Only during recent decades has the Dominican Republic had a responsible government that is responsive to the needs of its people. As the government has become increasingly democratic, people have been willing to invest in the economic development of their own land. Hand in hand, good government and economic growth go together. Politically, however, ample room exists for improvement. Cronyism, nepotism, and corruption continue to plague the political system, but conditions are improving. There is little reason to believe, however, that the Dominican Republic will ever revert to the politics of old. Sleazy dictators, government change by coup d'etat, military control, or periodic U.S. intervention appear to be things of the past.

Economically, there also exists ample room for improvement. In this context, however, we must look to the past if we are to project into the future with any certainty. What once was a very weak and shaky economy has grown tremendously during recent decades. There is little reason to believe that such growth will not continue into the future, particularly after the current global economic recession has passed. Today, the Dominican Republics economy is the second strongest within a region that includes not only the Caribbean Basin but also the countries of Central America (Panama northward to Guatemala and Belize). In addition to its relatively new political stability, the Dominican Republic has a large and increasingly skilled workforce. Its proximity to the United States and Canada makes shipping relatively fast and inexpensive. Investment of foreign capital is increasing as potential investors sense that their resources will be safe and show a profit.
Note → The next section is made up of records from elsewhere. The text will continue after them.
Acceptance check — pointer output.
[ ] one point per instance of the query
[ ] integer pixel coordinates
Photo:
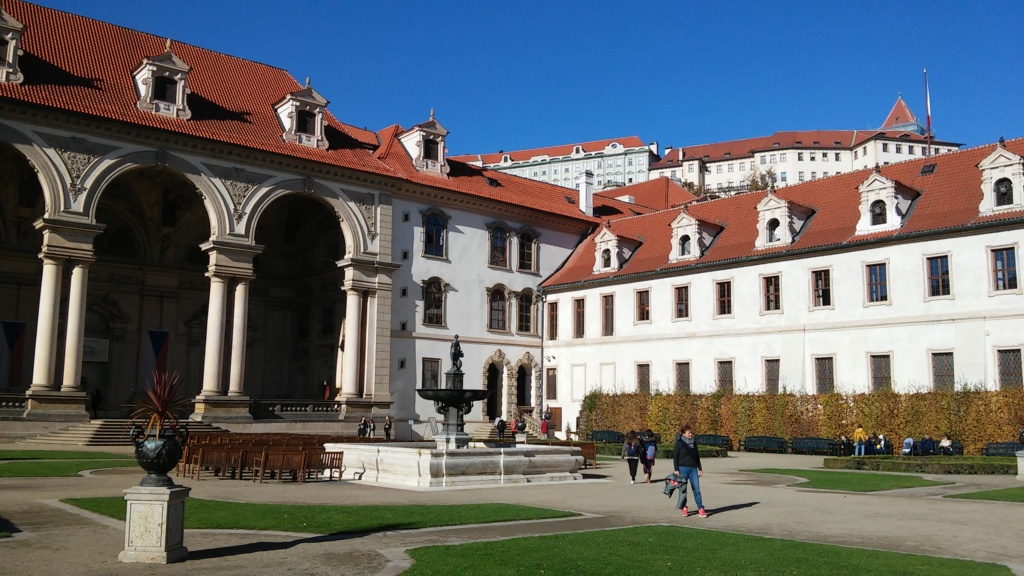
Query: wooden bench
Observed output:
(716, 440)
(763, 444)
(1001, 449)
(609, 437)
(811, 445)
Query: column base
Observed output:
(222, 409)
(54, 406)
(155, 525)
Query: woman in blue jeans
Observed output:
(687, 461)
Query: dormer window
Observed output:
(10, 49)
(884, 204)
(300, 115)
(425, 145)
(162, 85)
(1001, 180)
(878, 212)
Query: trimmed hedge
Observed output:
(971, 416)
(927, 464)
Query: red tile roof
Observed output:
(84, 66)
(553, 152)
(900, 114)
(949, 199)
(656, 193)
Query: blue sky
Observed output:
(517, 75)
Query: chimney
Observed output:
(586, 187)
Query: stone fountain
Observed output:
(453, 459)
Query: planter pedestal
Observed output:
(155, 525)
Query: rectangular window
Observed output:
(552, 321)
(643, 305)
(683, 377)
(723, 293)
(942, 371)
(771, 375)
(431, 373)
(824, 375)
(608, 315)
(643, 378)
(938, 276)
(579, 318)
(881, 372)
(772, 293)
(725, 376)
(1004, 269)
(878, 285)
(822, 287)
(1010, 368)
(682, 301)
(552, 386)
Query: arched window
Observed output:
(433, 302)
(498, 317)
(1004, 192)
(433, 236)
(527, 247)
(524, 313)
(499, 247)
(685, 245)
(773, 230)
(878, 212)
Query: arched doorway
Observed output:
(522, 386)
(495, 385)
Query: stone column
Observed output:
(75, 338)
(240, 324)
(46, 326)
(350, 369)
(213, 366)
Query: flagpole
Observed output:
(928, 112)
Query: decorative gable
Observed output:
(1001, 181)
(610, 251)
(779, 221)
(690, 237)
(425, 145)
(162, 85)
(301, 117)
(10, 49)
(884, 204)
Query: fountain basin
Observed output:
(422, 464)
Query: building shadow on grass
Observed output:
(253, 547)
(730, 507)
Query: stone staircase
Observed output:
(104, 433)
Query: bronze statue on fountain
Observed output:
(453, 402)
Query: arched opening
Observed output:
(304, 301)
(522, 386)
(495, 385)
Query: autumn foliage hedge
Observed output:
(973, 417)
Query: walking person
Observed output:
(686, 460)
(859, 440)
(631, 452)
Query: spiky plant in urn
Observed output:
(155, 427)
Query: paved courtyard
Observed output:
(57, 539)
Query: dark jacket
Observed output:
(683, 455)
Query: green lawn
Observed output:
(60, 455)
(675, 550)
(329, 520)
(45, 468)
(853, 482)
(1001, 495)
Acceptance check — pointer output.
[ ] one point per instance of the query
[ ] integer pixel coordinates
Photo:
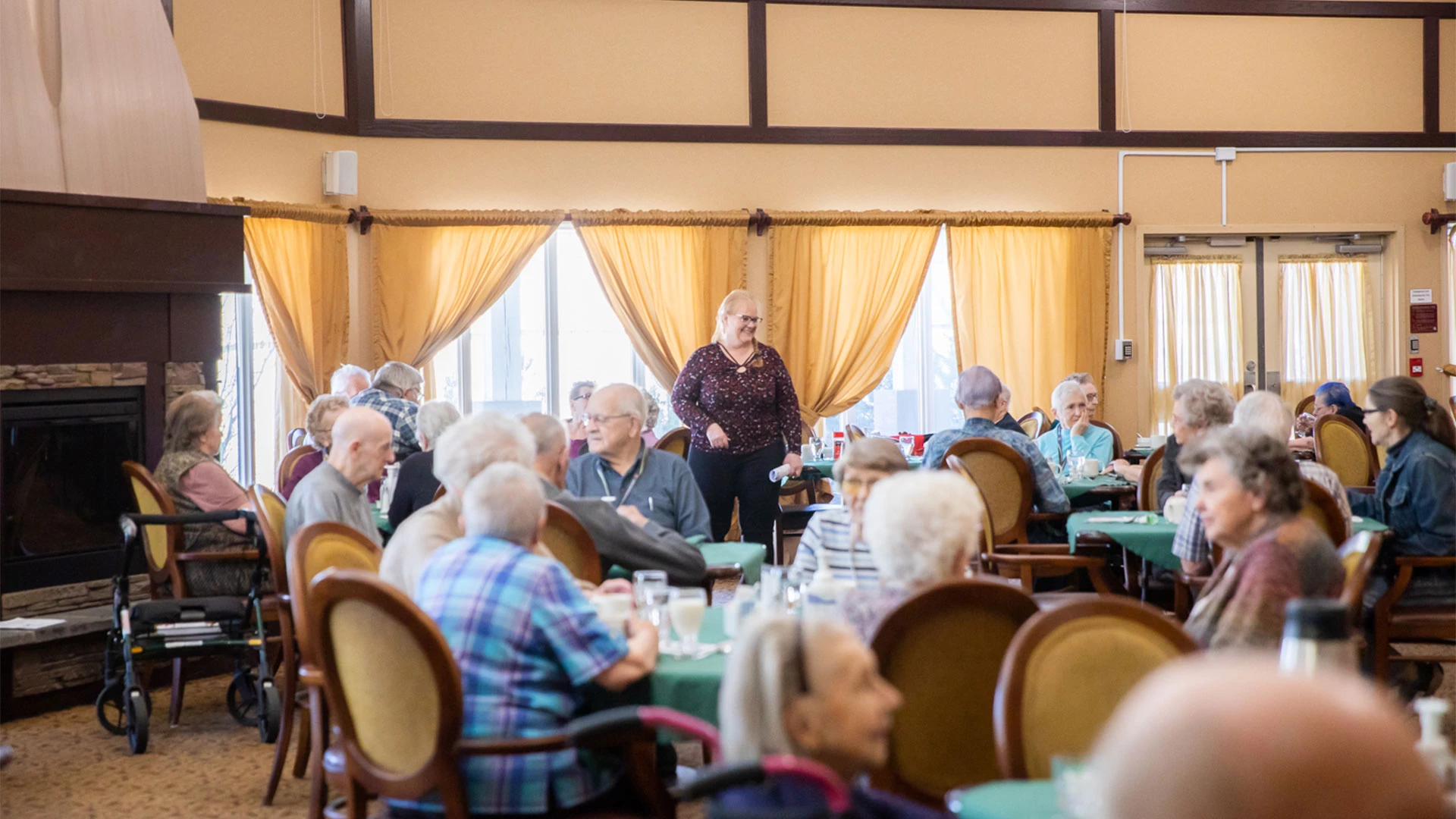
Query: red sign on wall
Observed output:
(1423, 318)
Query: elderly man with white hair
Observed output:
(528, 643)
(1075, 436)
(924, 528)
(625, 539)
(635, 479)
(397, 392)
(1263, 411)
(977, 395)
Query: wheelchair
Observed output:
(191, 627)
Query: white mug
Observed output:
(1174, 509)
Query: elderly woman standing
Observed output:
(417, 484)
(924, 528)
(1250, 494)
(737, 400)
(811, 689)
(322, 413)
(190, 472)
(833, 535)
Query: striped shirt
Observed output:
(526, 642)
(827, 538)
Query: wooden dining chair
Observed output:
(676, 442)
(571, 544)
(1034, 423)
(165, 550)
(313, 550)
(290, 460)
(943, 649)
(1117, 439)
(1147, 482)
(1323, 510)
(271, 510)
(1347, 449)
(1065, 673)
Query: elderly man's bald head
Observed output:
(1231, 738)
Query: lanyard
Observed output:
(637, 474)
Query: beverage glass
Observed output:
(686, 610)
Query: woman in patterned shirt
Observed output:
(739, 403)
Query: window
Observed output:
(918, 394)
(552, 328)
(1197, 328)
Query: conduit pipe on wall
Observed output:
(1123, 155)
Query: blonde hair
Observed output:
(727, 309)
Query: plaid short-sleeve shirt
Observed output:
(528, 642)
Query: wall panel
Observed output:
(930, 67)
(563, 60)
(262, 52)
(1188, 72)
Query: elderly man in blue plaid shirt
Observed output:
(528, 642)
(397, 392)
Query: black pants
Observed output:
(724, 477)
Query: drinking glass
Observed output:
(650, 588)
(686, 610)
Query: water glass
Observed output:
(686, 610)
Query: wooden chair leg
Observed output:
(175, 714)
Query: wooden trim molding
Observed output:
(360, 114)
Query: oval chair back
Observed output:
(1347, 449)
(290, 460)
(943, 651)
(1324, 512)
(571, 544)
(1034, 423)
(1005, 483)
(1059, 681)
(987, 544)
(676, 442)
(1147, 482)
(1117, 439)
(159, 542)
(313, 550)
(1359, 556)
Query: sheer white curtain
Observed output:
(1329, 324)
(1197, 327)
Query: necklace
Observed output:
(743, 366)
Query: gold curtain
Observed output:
(1197, 327)
(1028, 297)
(1329, 324)
(437, 271)
(300, 265)
(842, 289)
(664, 276)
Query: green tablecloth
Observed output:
(748, 556)
(692, 686)
(1153, 541)
(1009, 799)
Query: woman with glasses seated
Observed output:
(737, 400)
(811, 689)
(833, 535)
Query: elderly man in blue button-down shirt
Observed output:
(976, 395)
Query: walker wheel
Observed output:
(137, 714)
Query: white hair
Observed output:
(435, 419)
(504, 502)
(341, 376)
(1063, 392)
(1264, 411)
(476, 442)
(918, 523)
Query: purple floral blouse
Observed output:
(755, 407)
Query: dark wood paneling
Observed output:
(118, 248)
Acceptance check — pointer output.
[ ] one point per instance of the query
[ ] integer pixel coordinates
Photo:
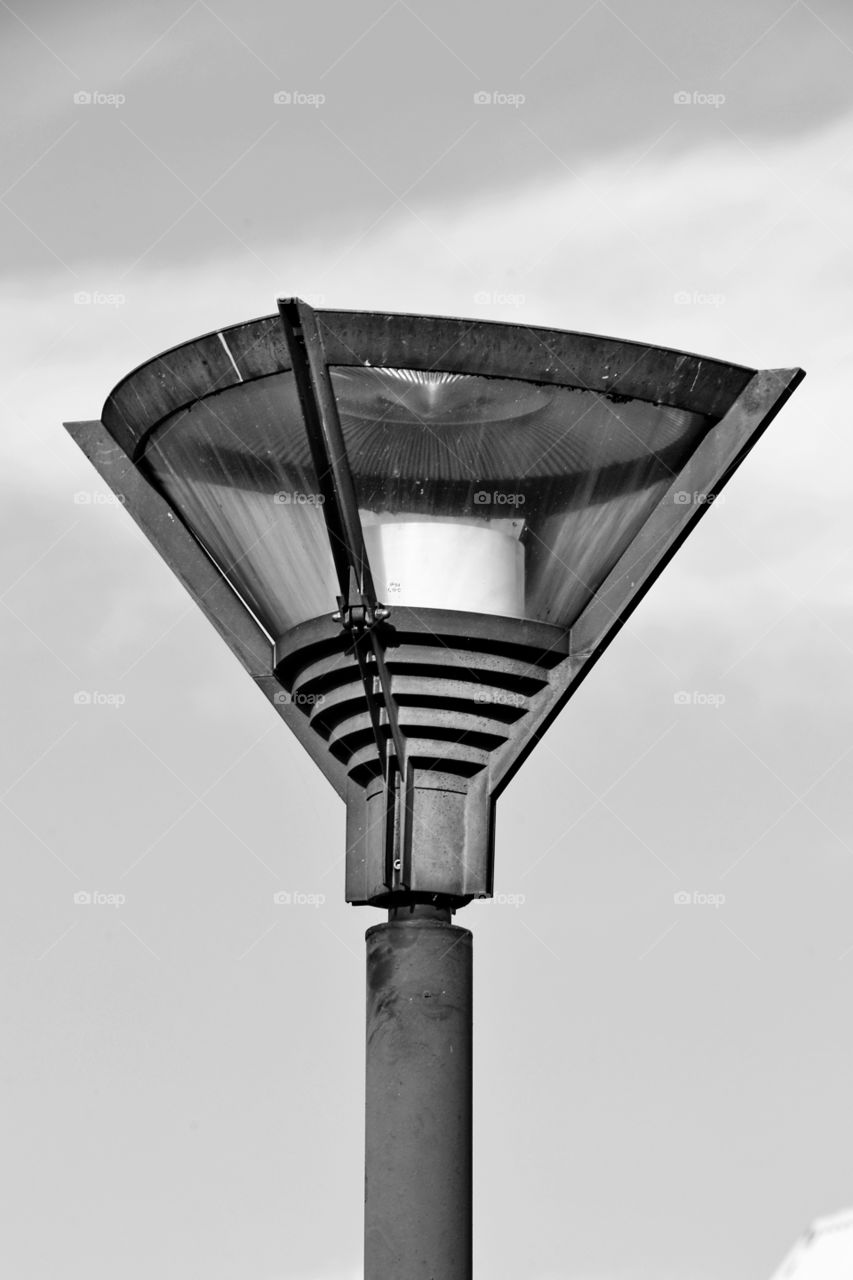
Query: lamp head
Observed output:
(419, 534)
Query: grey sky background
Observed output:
(662, 1091)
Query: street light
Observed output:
(418, 534)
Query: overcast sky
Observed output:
(662, 1091)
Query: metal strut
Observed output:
(359, 611)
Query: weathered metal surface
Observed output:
(203, 580)
(466, 695)
(706, 472)
(240, 353)
(418, 1123)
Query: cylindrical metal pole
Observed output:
(418, 1148)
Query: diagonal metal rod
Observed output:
(341, 511)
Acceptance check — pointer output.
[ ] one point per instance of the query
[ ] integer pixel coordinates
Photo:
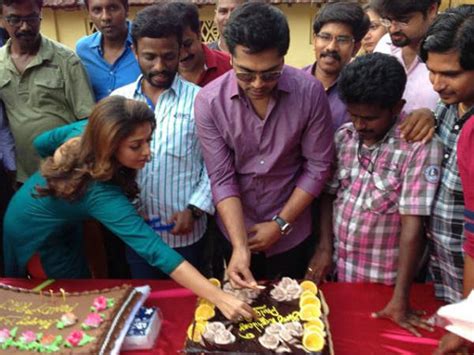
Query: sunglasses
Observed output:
(16, 21)
(249, 77)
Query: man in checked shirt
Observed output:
(382, 187)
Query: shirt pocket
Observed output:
(48, 91)
(180, 136)
(344, 178)
(383, 193)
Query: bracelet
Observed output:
(195, 211)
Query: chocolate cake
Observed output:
(292, 318)
(61, 322)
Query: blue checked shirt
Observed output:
(106, 77)
(446, 230)
(176, 175)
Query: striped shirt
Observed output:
(374, 187)
(466, 171)
(176, 175)
(447, 219)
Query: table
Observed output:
(352, 328)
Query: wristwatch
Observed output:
(195, 212)
(285, 227)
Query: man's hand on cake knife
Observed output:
(183, 221)
(239, 269)
(404, 316)
(264, 236)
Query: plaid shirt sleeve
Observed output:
(421, 179)
(466, 171)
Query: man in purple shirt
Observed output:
(267, 139)
(337, 34)
(7, 172)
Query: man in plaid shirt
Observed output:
(448, 51)
(382, 187)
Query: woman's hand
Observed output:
(233, 308)
(58, 154)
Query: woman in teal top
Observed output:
(93, 176)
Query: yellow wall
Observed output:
(68, 26)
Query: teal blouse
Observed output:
(48, 225)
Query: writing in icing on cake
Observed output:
(266, 315)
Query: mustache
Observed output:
(398, 33)
(334, 55)
(163, 72)
(25, 34)
(191, 56)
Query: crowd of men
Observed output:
(366, 145)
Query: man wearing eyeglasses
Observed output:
(337, 34)
(198, 64)
(267, 140)
(42, 84)
(407, 22)
(382, 189)
(222, 12)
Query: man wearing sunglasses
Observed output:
(407, 22)
(42, 83)
(382, 189)
(267, 140)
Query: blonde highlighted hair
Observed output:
(92, 157)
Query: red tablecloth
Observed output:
(353, 331)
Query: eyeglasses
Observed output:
(374, 25)
(341, 41)
(266, 76)
(16, 21)
(387, 22)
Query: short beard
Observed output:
(405, 41)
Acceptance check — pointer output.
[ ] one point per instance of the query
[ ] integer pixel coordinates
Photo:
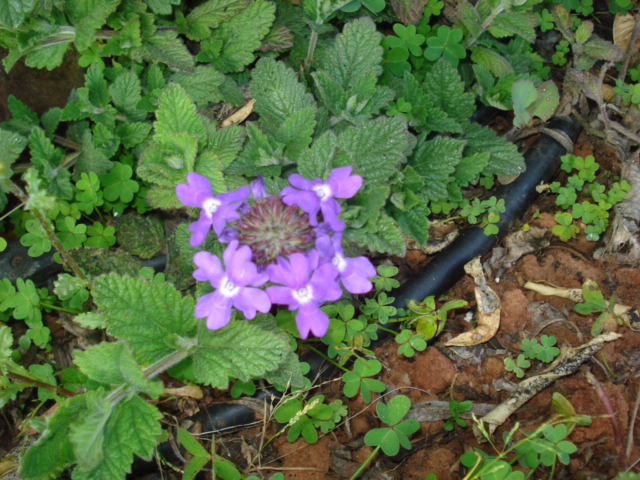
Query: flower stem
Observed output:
(365, 464)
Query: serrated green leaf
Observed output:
(515, 23)
(240, 350)
(414, 222)
(126, 92)
(91, 158)
(202, 85)
(11, 144)
(318, 160)
(505, 158)
(447, 91)
(376, 148)
(87, 16)
(168, 161)
(87, 431)
(207, 16)
(166, 47)
(133, 428)
(241, 35)
(176, 113)
(355, 53)
(140, 235)
(152, 318)
(386, 238)
(53, 451)
(162, 7)
(435, 161)
(113, 364)
(278, 92)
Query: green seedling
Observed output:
(303, 419)
(358, 379)
(457, 407)
(389, 439)
(521, 363)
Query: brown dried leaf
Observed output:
(488, 310)
(622, 29)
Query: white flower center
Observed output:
(323, 191)
(210, 206)
(228, 288)
(303, 295)
(339, 261)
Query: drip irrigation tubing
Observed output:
(439, 275)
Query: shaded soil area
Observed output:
(605, 388)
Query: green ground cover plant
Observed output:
(359, 139)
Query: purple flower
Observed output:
(233, 287)
(354, 272)
(316, 195)
(216, 210)
(305, 287)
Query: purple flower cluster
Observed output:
(276, 243)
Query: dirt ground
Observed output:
(605, 448)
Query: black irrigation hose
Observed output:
(447, 267)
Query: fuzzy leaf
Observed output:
(377, 148)
(113, 364)
(53, 451)
(512, 23)
(11, 144)
(87, 16)
(152, 318)
(435, 161)
(133, 428)
(209, 15)
(278, 92)
(177, 113)
(241, 36)
(318, 160)
(505, 158)
(354, 54)
(445, 87)
(166, 47)
(239, 350)
(202, 85)
(13, 12)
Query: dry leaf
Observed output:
(488, 310)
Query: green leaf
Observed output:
(53, 451)
(87, 16)
(11, 144)
(113, 364)
(152, 318)
(435, 161)
(376, 149)
(133, 428)
(240, 36)
(201, 85)
(166, 47)
(239, 350)
(140, 235)
(13, 12)
(126, 92)
(278, 93)
(207, 16)
(176, 113)
(87, 431)
(354, 54)
(505, 158)
(445, 87)
(511, 23)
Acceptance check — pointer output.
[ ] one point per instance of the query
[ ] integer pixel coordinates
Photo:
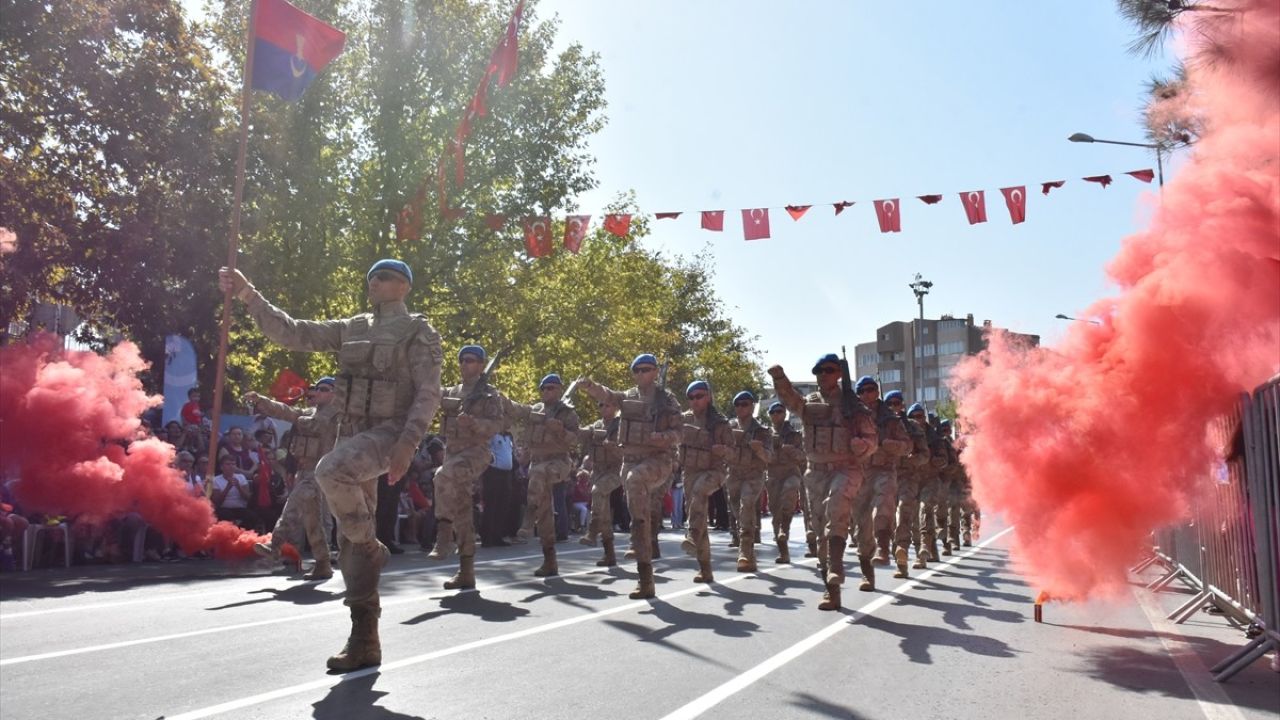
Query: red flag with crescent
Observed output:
(575, 229)
(538, 236)
(974, 205)
(755, 223)
(887, 214)
(1015, 197)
Perhaps the greatest potential for economic growth rests with the country's growing tourist industry. What kinds of things do most tourists expect when they visit a distant land? Pleasant and efficient people who are able to fulfill their travel, visiting, entertainment, and other needs certainly are important. So are adequate facilities, such as efficient local travel, clean and adequate lodging, and clean restaurants. Entertainment, historical sites, cultural amenities also are important. Of greatest importance, people want to feel that they are safe. All of these conditions take time to develop, but the Dominican Republic has taken major steps to ensure that tourists to the country will have a safe and enjoyable experience.

Oh, yes, and during your visit to the Dominican Republic, you certainly will want to catch a baseball game. Who knows, you might be watching several future Hall of Fame inductees.